Day 9 Noon Position 21:03.946N 37:59.132W

Bill and Judy Stellin
Sun 9 Dec 2007 16:43
Hooray,  we are half way across.  Right now our log show we've gone 1335 nautical miles with 1294 left to go.  That of course assumes we take the direct line from where we are now to Barbados.  Weather plays a big role in our day to day meanderings.  We started out at about 28 degrees north latitude and instead of heading directly for Barbados, went south, looking for trade winds.  Right now we are more or less on a rhumb line course for Barbados and are at 20 degrees  46 minutes north latitude, quite a bit south of where we started.  We may head south even further as the winds are now very light and could remain this way for several days.
We had a marvelous night, great winds of just the right strength and direction.  Plus the seas have moderated so we are not being tossed about like over the past several days.  One of the benefits of heavy weather sailing, is that you have wind.  Now with conditions much more calm the wind is disappearing.
Today we emptied our spare water jugs into the tanks and found we had only used 15 gallons of fresh water.  We still have 100 gallons left.  More than  enough and for some showers to boot.
Last  nights sailing was like being in a dream.  It was as smooth as being in a train, very quiet and hauling along at almost 8 knots.  Our 24 hours mileage total was the best to date at 171 miles.  I hope we have the chance to hit a 200 miler before we're done.  It will all depend on wind strength.
Even though its only been 8 days out, our bodies are taking a beating.  Immersed in salt all the time and getting thrown around every minute takes a toll.  Little sores that don't heal quickly and bruises that have our bodies black and blue.  We had forgotten what a tremendous amount of work this is.  Neither one of us has had any time to read.

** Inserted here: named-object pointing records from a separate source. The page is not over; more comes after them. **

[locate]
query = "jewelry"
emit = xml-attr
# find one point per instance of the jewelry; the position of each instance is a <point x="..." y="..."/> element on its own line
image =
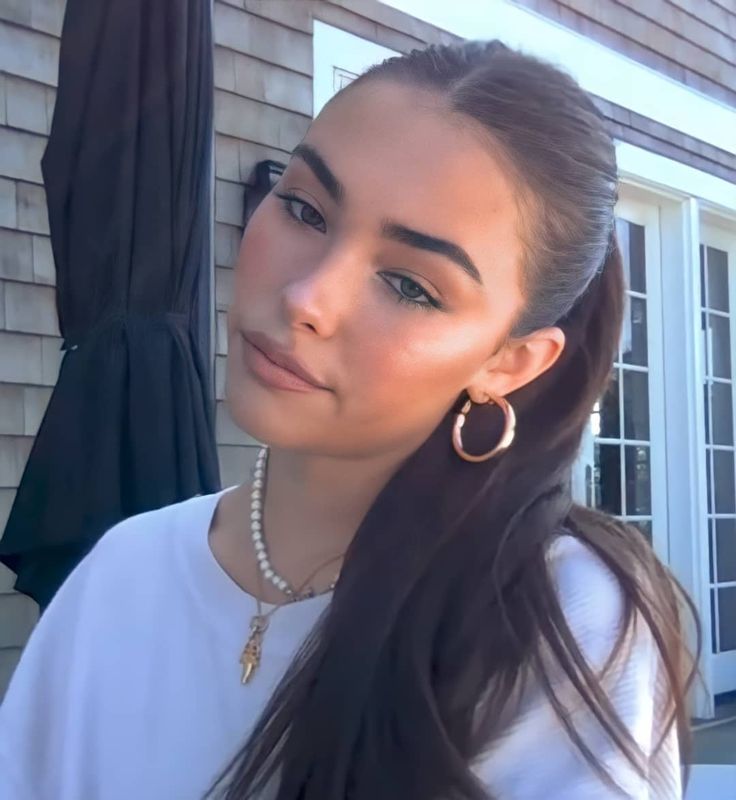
<point x="256" y="528"/>
<point x="250" y="658"/>
<point x="504" y="442"/>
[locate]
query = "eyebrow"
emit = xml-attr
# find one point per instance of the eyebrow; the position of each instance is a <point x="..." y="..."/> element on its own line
<point x="390" y="229"/>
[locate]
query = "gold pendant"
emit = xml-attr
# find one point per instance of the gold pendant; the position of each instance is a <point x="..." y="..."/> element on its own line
<point x="250" y="658"/>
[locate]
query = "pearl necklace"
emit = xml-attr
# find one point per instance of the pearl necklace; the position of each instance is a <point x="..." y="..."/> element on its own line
<point x="250" y="658"/>
<point x="256" y="528"/>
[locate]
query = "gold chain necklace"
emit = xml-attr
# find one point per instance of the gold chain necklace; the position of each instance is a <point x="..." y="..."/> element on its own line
<point x="250" y="658"/>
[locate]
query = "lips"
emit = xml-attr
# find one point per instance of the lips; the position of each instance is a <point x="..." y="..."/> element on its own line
<point x="282" y="358"/>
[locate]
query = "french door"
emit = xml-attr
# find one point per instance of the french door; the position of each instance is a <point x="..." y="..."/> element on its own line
<point x="621" y="468"/>
<point x="718" y="340"/>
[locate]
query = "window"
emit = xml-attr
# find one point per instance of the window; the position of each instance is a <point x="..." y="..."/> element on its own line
<point x="718" y="326"/>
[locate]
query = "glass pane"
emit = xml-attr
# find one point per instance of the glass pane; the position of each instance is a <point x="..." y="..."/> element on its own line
<point x="637" y="258"/>
<point x="636" y="405"/>
<point x="702" y="276"/>
<point x="717" y="279"/>
<point x="726" y="549"/>
<point x="722" y="413"/>
<point x="607" y="478"/>
<point x="725" y="501"/>
<point x="610" y="427"/>
<point x="645" y="528"/>
<point x="638" y="494"/>
<point x="727" y="619"/>
<point x="720" y="342"/>
<point x="634" y="344"/>
<point x="706" y="409"/>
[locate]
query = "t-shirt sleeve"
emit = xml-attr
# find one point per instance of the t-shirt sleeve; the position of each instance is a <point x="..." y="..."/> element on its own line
<point x="37" y="712"/>
<point x="536" y="759"/>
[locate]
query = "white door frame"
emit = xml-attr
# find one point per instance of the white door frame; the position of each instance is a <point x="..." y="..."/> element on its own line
<point x="645" y="214"/>
<point x="723" y="665"/>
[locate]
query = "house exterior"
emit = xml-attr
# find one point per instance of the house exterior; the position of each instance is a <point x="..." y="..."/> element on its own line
<point x="661" y="446"/>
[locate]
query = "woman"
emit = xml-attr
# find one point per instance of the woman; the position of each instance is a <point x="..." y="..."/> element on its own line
<point x="440" y="248"/>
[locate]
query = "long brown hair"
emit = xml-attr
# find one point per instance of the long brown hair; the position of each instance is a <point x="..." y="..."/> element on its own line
<point x="383" y="700"/>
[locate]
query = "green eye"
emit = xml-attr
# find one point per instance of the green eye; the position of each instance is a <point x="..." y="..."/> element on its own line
<point x="409" y="290"/>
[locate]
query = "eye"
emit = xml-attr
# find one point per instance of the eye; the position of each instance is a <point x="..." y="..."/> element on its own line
<point x="286" y="204"/>
<point x="409" y="291"/>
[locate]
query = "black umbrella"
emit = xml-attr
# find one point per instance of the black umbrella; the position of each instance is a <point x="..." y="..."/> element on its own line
<point x="129" y="426"/>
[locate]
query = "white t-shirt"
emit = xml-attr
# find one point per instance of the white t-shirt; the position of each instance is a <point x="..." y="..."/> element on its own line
<point x="129" y="687"/>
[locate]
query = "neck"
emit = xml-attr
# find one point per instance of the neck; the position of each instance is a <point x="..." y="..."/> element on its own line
<point x="321" y="499"/>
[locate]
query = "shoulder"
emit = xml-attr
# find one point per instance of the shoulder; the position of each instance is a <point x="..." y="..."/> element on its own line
<point x="130" y="555"/>
<point x="143" y="534"/>
<point x="591" y="597"/>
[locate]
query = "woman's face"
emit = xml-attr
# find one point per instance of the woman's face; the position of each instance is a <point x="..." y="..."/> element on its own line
<point x="395" y="326"/>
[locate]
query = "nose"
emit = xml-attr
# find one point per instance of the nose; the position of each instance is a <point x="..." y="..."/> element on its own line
<point x="321" y="295"/>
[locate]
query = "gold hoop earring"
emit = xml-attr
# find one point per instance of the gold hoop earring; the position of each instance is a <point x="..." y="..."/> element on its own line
<point x="507" y="436"/>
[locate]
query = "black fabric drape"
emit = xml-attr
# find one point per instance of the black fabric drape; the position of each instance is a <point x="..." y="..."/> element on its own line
<point x="129" y="426"/>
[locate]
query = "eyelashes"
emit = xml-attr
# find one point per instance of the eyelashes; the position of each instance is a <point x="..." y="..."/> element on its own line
<point x="431" y="304"/>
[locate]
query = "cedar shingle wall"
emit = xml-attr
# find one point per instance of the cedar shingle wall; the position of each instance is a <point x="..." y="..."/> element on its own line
<point x="29" y="333"/>
<point x="692" y="41"/>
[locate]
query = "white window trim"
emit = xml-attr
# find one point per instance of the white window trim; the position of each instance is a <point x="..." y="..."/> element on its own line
<point x="711" y="236"/>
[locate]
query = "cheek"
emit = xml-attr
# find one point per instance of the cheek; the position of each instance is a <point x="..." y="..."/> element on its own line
<point x="421" y="361"/>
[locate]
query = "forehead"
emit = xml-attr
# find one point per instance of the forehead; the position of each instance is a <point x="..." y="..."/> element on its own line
<point x="400" y="153"/>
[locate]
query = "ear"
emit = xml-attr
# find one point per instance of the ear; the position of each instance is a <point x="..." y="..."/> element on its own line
<point x="517" y="363"/>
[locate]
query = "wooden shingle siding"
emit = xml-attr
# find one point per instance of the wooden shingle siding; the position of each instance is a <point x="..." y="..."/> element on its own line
<point x="29" y="333"/>
<point x="693" y="42"/>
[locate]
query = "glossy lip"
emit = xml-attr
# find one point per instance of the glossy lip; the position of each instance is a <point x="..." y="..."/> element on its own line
<point x="275" y="366"/>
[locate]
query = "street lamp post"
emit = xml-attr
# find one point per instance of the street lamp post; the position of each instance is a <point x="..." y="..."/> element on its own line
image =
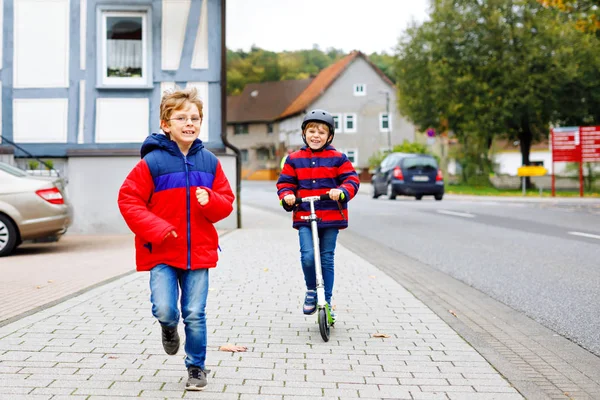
<point x="387" y="111"/>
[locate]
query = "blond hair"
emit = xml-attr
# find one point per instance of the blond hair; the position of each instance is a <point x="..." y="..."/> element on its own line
<point x="175" y="99"/>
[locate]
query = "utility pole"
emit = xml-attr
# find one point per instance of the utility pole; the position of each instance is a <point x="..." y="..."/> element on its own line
<point x="387" y="111"/>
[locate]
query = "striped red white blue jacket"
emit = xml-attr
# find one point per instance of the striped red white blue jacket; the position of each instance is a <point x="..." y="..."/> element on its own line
<point x="313" y="173"/>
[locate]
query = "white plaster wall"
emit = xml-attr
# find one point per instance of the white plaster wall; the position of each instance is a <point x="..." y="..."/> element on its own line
<point x="41" y="40"/>
<point x="228" y="165"/>
<point x="203" y="93"/>
<point x="40" y="120"/>
<point x="164" y="86"/>
<point x="200" y="56"/>
<point x="82" y="32"/>
<point x="175" y="17"/>
<point x="121" y="120"/>
<point x="80" y="138"/>
<point x="290" y="132"/>
<point x="1" y="31"/>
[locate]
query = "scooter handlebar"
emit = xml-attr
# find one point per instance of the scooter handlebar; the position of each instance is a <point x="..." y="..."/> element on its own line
<point x="320" y="198"/>
<point x="314" y="198"/>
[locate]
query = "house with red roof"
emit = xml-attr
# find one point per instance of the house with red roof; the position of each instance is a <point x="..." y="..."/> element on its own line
<point x="264" y="121"/>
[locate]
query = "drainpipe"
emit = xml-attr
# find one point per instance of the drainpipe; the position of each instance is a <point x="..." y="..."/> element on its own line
<point x="238" y="153"/>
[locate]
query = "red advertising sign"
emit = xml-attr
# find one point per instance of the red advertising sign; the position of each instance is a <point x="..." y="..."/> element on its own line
<point x="590" y="143"/>
<point x="566" y="144"/>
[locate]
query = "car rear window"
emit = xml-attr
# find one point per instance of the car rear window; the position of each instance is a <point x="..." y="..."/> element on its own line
<point x="12" y="170"/>
<point x="420" y="163"/>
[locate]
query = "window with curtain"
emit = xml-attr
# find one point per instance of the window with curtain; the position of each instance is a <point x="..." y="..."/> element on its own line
<point x="124" y="47"/>
<point x="125" y="44"/>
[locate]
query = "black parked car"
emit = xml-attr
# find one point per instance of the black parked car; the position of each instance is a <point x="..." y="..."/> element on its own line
<point x="408" y="174"/>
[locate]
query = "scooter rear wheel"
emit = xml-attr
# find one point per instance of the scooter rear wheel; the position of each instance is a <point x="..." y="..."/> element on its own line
<point x="323" y="324"/>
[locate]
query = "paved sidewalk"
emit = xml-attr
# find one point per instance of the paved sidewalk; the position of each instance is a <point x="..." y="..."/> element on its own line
<point x="105" y="343"/>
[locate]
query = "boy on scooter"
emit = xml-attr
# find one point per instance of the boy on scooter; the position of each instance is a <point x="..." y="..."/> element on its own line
<point x="316" y="169"/>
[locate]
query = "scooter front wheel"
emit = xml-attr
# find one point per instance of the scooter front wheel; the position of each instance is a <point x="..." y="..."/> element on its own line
<point x="323" y="324"/>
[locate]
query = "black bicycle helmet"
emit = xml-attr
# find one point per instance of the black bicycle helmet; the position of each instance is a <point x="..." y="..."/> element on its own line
<point x="323" y="117"/>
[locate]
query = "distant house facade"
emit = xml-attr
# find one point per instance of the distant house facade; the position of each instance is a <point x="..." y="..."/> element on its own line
<point x="253" y="124"/>
<point x="82" y="82"/>
<point x="360" y="97"/>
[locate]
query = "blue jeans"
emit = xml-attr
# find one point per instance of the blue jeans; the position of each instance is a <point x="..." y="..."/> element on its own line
<point x="327" y="240"/>
<point x="165" y="282"/>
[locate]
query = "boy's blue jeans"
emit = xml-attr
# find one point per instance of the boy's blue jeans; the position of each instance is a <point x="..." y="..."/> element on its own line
<point x="165" y="282"/>
<point x="327" y="241"/>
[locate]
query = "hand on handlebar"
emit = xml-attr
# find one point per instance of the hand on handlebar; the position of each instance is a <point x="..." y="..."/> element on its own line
<point x="335" y="194"/>
<point x="290" y="199"/>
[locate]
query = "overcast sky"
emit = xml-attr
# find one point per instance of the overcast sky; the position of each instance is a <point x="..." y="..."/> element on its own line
<point x="277" y="25"/>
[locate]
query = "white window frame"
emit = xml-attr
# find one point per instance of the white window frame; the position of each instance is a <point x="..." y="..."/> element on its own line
<point x="354" y="123"/>
<point x="360" y="89"/>
<point x="381" y="128"/>
<point x="354" y="151"/>
<point x="340" y="127"/>
<point x="105" y="82"/>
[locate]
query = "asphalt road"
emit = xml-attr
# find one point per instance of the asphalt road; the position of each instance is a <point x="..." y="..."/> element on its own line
<point x="539" y="258"/>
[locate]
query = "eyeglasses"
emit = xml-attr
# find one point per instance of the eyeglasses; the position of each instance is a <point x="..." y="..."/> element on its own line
<point x="183" y="120"/>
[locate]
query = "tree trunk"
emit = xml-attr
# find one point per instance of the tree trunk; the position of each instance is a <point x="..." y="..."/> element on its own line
<point x="525" y="139"/>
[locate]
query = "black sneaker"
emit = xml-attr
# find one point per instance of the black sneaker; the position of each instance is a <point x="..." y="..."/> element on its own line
<point x="170" y="340"/>
<point x="196" y="378"/>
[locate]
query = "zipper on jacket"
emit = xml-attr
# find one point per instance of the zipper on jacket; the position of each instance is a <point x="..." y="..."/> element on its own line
<point x="187" y="191"/>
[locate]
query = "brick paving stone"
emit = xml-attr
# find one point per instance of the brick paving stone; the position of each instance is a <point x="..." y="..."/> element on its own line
<point x="105" y="344"/>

We just try to keep the boat moving and sleep.  Today I slept from about 7AM to noon.  What a treat. Wind is very light now so I have to stop and see what we can do.  Earlier we put up the symmetrical spinnaker and took it down after about half an hour of watching it almost wrap around the head stay.  When we were taking it down, it did wrap and took 45 minutes to untangle.  There is simply to much rock and rolling and not enough wind.  We are currently wing and wing and will soon change that so that both sails are on a port tack and head up, which means we will be going further south looking for some more wind.  I will let you know if it was worthwhile tomorrow.